UniSource Energy Services (UES) said Dec. 11 that it will expand its renewable energy portfolio next year by building a community-scale solar photovoltaic (PV) system in Mohave County, Arizona and providing small solar arrays to two Nogales high schools.
The projects are part of a UES plan to comply with Arizona’s Renewable Energy Standard, which calls on utilities to increase their use of renewable power each year until it accounts for 15% of their energy by 2025. The company’s efforts are funded in part by the Renewable Energy Standard Tariff (REST), a usage-based charge on UES customers’ electric bills. In addition to approving UES’ renewable energy plan, the Arizona Corporation Commission set the monthly cap on the residential REST charge at $3.30 for 2016 – down from $3.40 this year.
In 2016, UES plans to invest up to $10 million to build a 5-MW array at an undetermined location in Mohave County. The new array will complement UES’ other company-owned renewable energy systems, including a 7.2-MW solar array near Rio Rico and a 1.2-MW solar array in Kingman. UES also purchases power from solar and wind-powered resources in Mohave County. Including customer-owned systems, UES’ renewable portfolio has a combined capacity of about 48 MW.
UES also will use $60,000 in REST funds to pay for the installation of solar PV systems at Nogales High School and Pierson Vocational High School in Nogales. Each system will have a capacity of about 10 kW and will contribute to a small reduction in the schools’ monthly electric bills. UES has previously provided solar PV systems ranging in size from 5 kW to 12 kW to high schools in Mohave and Santa Cruz counties.

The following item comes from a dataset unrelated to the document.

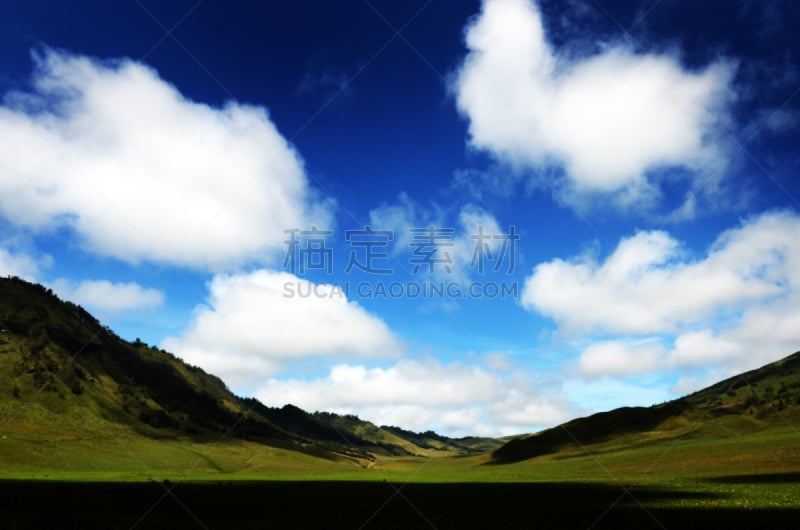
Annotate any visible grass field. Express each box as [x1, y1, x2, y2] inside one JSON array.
[[0, 427, 800, 529]]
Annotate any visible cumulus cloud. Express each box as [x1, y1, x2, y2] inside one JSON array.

UES provides electric service to approximately 93,000 customers in Mohave and Santa Cruz counties. The company also provides natural gas to approximately 150,000 customers in northern and southern Arizona. UES and its parent company, UNS Energy, are subsidiaries of Fortis Inc., which owns utilities that serve more than 3 million customers across Canada and in the United States and the Caribbean.